Angus MacSween, chief executive of Iomart Group, said BTL had performed impressively and broken ground in the delivery of cloud-based storage.
"They have been on our radar for some time. BTL gives Iomart a solid and well-established platform to grow further, with a very good enterprise customer base and little crossover with the existing group base," MacSween said. "BTL protects many petabytes of data for global organisations."
BTL was founded in 2005 and turns over about £5.2m a year. It has 16 staff and 200 enterprise customers, including Siemens, British Red Cross, Everton FC, Liverpool FC, Lloyds Register, Suzuki and Pernod Ricard.
The deal is for £17.5m in cash and £3.5m in new shares, with another £2m payable in cash on 31 January 2014, financed in part by a £35m debt package from the Bank of Scotland, incorporating a £15m term loan and £20m in revolving credit.
Simon Chappell, founder and proprietor of BTL, is leaving the company. "We very much admire what MacSween and his team have done in establishing iomart as the leading player in the market for cloud services in the UK and can see that our backup expertise and services are a great fit," he said in a statement provided by Iomart.

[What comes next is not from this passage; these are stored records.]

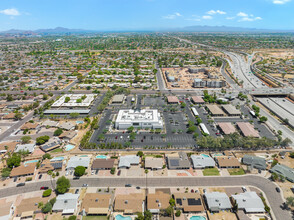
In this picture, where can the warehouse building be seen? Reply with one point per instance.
(247, 129)
(215, 110)
(145, 118)
(231, 110)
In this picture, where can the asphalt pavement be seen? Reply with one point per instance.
(274, 198)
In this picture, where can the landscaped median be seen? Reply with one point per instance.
(236, 171)
(210, 172)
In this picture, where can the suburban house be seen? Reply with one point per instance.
(228, 162)
(179, 160)
(189, 202)
(157, 201)
(284, 171)
(129, 203)
(66, 203)
(28, 207)
(217, 201)
(255, 162)
(51, 144)
(202, 161)
(250, 202)
(153, 163)
(23, 170)
(102, 164)
(76, 161)
(128, 161)
(25, 147)
(96, 204)
(48, 165)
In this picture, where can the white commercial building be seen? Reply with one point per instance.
(75, 100)
(146, 118)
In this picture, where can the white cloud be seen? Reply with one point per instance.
(206, 17)
(280, 2)
(242, 14)
(10, 11)
(172, 16)
(213, 12)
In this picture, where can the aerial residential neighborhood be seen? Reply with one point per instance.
(146, 110)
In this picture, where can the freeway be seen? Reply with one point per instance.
(261, 183)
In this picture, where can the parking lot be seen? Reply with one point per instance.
(175, 120)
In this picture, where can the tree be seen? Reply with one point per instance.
(13, 161)
(47, 192)
(47, 207)
(169, 211)
(286, 142)
(62, 185)
(42, 139)
(130, 129)
(140, 154)
(290, 201)
(192, 129)
(46, 156)
(17, 116)
(263, 119)
(58, 132)
(25, 139)
(67, 99)
(80, 171)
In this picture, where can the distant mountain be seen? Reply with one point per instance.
(62, 30)
(205, 28)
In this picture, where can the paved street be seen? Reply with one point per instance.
(265, 185)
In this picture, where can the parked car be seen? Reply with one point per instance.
(44, 188)
(20, 184)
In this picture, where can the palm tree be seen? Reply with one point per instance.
(290, 201)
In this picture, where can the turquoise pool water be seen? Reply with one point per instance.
(197, 217)
(31, 161)
(69, 147)
(120, 217)
(101, 157)
(57, 159)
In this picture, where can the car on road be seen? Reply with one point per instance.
(44, 188)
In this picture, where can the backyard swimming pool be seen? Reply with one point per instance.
(101, 157)
(69, 147)
(31, 161)
(197, 217)
(120, 217)
(57, 159)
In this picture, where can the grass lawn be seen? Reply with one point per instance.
(210, 172)
(95, 218)
(236, 171)
(57, 150)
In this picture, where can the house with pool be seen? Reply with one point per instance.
(189, 202)
(96, 204)
(129, 204)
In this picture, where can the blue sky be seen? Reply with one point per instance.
(145, 14)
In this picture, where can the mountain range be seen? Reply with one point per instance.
(199, 28)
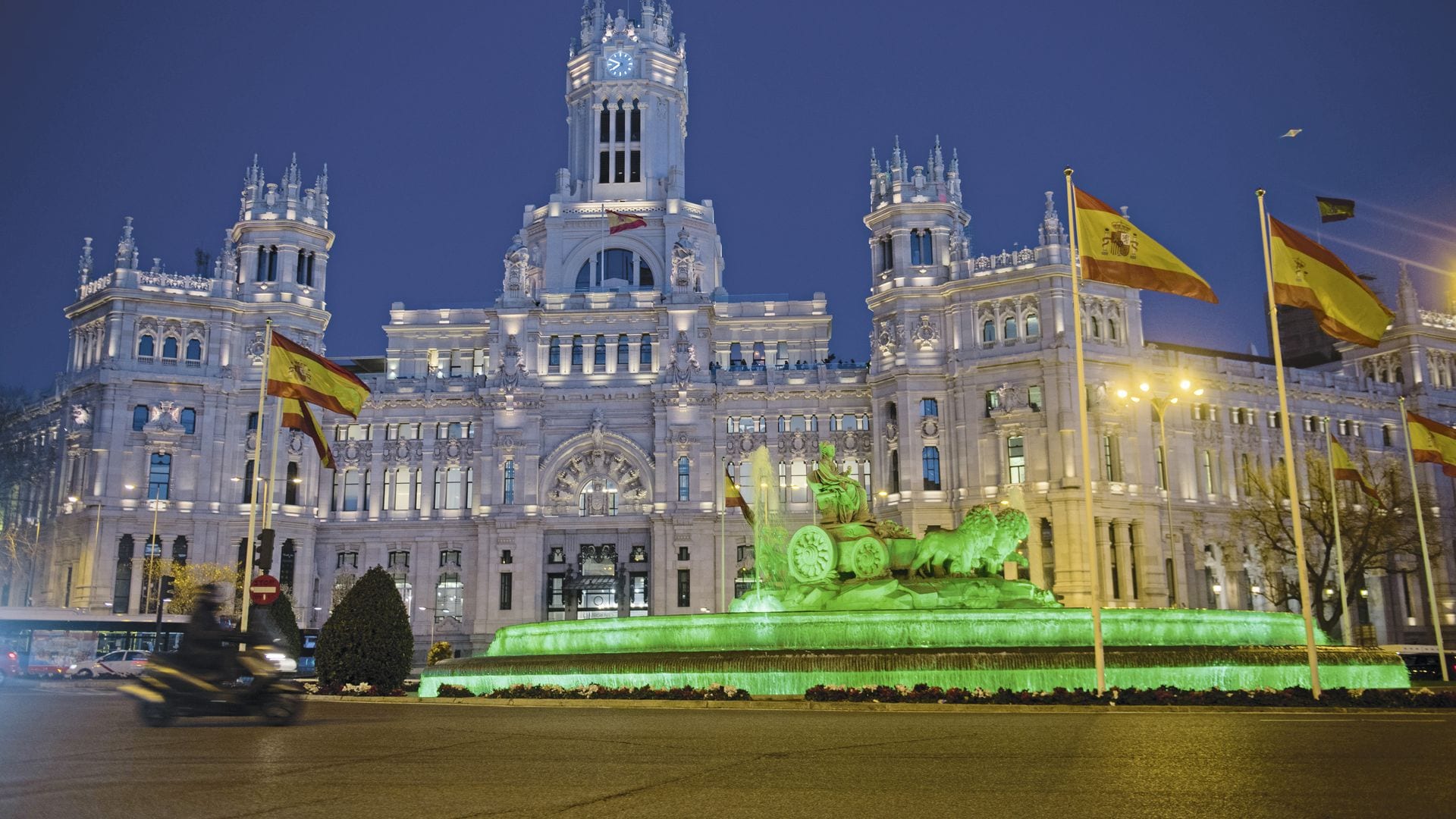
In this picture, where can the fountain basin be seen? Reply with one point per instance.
(1025, 649)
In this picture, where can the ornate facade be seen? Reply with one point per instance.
(558, 450)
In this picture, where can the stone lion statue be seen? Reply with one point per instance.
(981, 545)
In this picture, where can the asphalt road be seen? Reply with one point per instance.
(85, 754)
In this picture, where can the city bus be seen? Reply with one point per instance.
(49, 640)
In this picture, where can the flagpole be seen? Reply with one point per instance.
(1090, 525)
(1340, 554)
(723, 541)
(1302, 564)
(1426, 551)
(253, 490)
(273, 465)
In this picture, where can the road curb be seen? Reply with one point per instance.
(862, 707)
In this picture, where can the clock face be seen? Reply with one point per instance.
(619, 63)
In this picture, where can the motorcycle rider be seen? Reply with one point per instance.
(206, 645)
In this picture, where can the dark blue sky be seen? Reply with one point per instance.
(440, 121)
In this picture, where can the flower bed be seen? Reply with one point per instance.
(1331, 697)
(360, 689)
(720, 692)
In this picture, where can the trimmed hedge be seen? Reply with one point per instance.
(601, 692)
(1302, 697)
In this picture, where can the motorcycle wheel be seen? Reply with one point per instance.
(158, 714)
(280, 708)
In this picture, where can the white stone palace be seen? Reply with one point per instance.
(558, 450)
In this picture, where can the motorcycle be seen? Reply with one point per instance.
(169, 689)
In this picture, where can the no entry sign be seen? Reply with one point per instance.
(264, 589)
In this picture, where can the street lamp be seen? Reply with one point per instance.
(1161, 400)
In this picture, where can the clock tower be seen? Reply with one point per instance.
(626, 93)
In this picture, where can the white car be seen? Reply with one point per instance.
(115, 664)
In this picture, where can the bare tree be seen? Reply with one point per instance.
(25, 466)
(1375, 538)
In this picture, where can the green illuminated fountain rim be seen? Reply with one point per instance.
(910, 629)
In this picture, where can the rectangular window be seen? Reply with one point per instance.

BTL had turnover of £5.2m for the year to the end of December 2012. It employs 16 people.
Ritchie Fiddes, co-founder of BTL, said he would continue post-acquisition as sales and service director.
"Being able to plug directly into Iomart's expertise and its enterprise-level datacentres and fibre network means we can work with even bigger customers that require the big infrastructure and strong balance sheet that iomart can provide," Fiddes said.
About a month ago, Iomart bought Redstation, a Hampshire managed services provider.
Iomart's MacSween said its current hosting business is still growing strongly, and the two acquisitions this year would only add to the expansion.